The glancing touches along the way were incidental. The furtive touch of Christ’s garment, deliberate. And in all of them she thought of no one but herself.

Like me, you may not have much in the way of great faith, but you’ve managed to show selfish faith. That day you trusted Christ, you were just thinking of your own salvation. And even now that you are saved, the needs of the children (for example) can sometimes wait while you go get a touch of Christ.

Her Trembling Testimony

“She felt in her body that she was healed” (5:29).[3] Faith’s expectations were met. The crowd had provided her cover, and she and she alone had felt that touch. But suddenly Christ turned around. “Who touched my garments?” he asked (5:30). Peter and the disciples began to berate the Lord, perhaps to the woman’s temporary relief. To them, the question seemed nonsensical. Everyone was touching Christ! But the Lord persisted, searching each quiet face until “the woman, knowing what had happened to her, came in fear and trembling and fell down before him and told him the whole truth” (5:33). She hadn’t wanted to. She had tried to avoid it. And when she did do it, it was with fear and trembling. But by the Lord’s grace, the whole truth came tumbling out.

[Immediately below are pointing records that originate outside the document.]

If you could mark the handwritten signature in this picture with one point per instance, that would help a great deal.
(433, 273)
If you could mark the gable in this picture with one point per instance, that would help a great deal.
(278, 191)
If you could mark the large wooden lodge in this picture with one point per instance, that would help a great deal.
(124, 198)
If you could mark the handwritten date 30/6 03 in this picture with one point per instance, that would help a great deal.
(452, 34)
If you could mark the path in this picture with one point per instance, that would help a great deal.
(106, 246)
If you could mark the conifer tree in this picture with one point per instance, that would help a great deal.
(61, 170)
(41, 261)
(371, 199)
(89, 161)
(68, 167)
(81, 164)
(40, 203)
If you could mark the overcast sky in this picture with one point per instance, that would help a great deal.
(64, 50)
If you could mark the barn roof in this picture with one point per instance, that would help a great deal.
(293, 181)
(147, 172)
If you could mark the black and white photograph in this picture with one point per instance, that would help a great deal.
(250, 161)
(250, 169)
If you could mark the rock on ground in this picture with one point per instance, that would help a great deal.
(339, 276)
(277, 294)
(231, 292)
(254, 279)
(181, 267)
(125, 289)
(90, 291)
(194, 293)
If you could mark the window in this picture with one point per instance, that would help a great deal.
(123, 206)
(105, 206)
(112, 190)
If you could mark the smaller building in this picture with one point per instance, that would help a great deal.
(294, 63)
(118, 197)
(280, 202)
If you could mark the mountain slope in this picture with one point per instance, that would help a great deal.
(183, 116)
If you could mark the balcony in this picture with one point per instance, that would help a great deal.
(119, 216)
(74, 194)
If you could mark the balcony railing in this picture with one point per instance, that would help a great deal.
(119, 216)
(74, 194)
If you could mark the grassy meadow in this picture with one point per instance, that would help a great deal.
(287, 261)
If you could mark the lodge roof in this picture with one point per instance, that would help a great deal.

Some of us aren’t very bold evangelists. When an opportunity comes, we try to hide too. Let’s learn to pray: “Lord, don’t let me get away with it. Make me have to say it, the whole truth, even with a shaky voice.”

A Woman of the Word

The Lord is so gracious! Out of the abundance of His gentle heart His mouth speaks: “Daughter, your faith has made you well; go in peace, and be healed of your disease” (5:34). His determination to find who touched Him was not to reprimand her but to reassure her! His words reinstate her into the community and establish her in His. “Daughter,” he calls her. Jairus wasn’t the only man with a daughter to be healed.

And like all Christ’s true spiritual family, the Mark Five Woman becomes a woman of the Word. She was saved by the Word (her faith came by hearing the reports about Jesus, verse 27), and was assured by the Word (her assurance rested not only on the inward experience of her healing but also on the objective Word of Christ). And you will be a Mark Five Woman, not by posting your picture-perfect devotions on Instagram, but by daily rehearsing Christ’s words to you, “I am His, and He is mine.” No matter how short-squeezed your prayer time is, hear His words as you get up, “Go in peace.”

A Teacher of Teachers

Mark has a penchant for story sandwiches where one story delays the ending of another. What flavor is he wanting this healing story to add to the Jairus story? The connections are too many to cover at the end of this article, but you can trace for yourself how the theme of faith and fear keeps this “sandwich” (and the whole section of Mark 4:35 to 6:6) together. Chew on it. Here’s just a taste.

When Jesus turns to the now-bereaved Jairus and tells him to believe and not fear, He’s saying: “Believe in Me, just like the Mark Five Woman did.” Her “selfish” faith may have made the Doctor late, but if Jairus will listen to her trembling testimony and imitate her faith, it will not be too late, even though his daughter is dead. Yes, Jairus now has nothing too. But his daughter will become a woman of the Word: “Little lady,” she’ll hear,[4] “I say to you, arise.”


[1] Compare Pro 31:20.

[2] Quoted by Dane Ortlund in his book, Gentle and Lowly.

[3] All Scripture quotations in this article are from the ESV.

[4] James Edwards’ translation. I’m indebted to Edwards for this last point.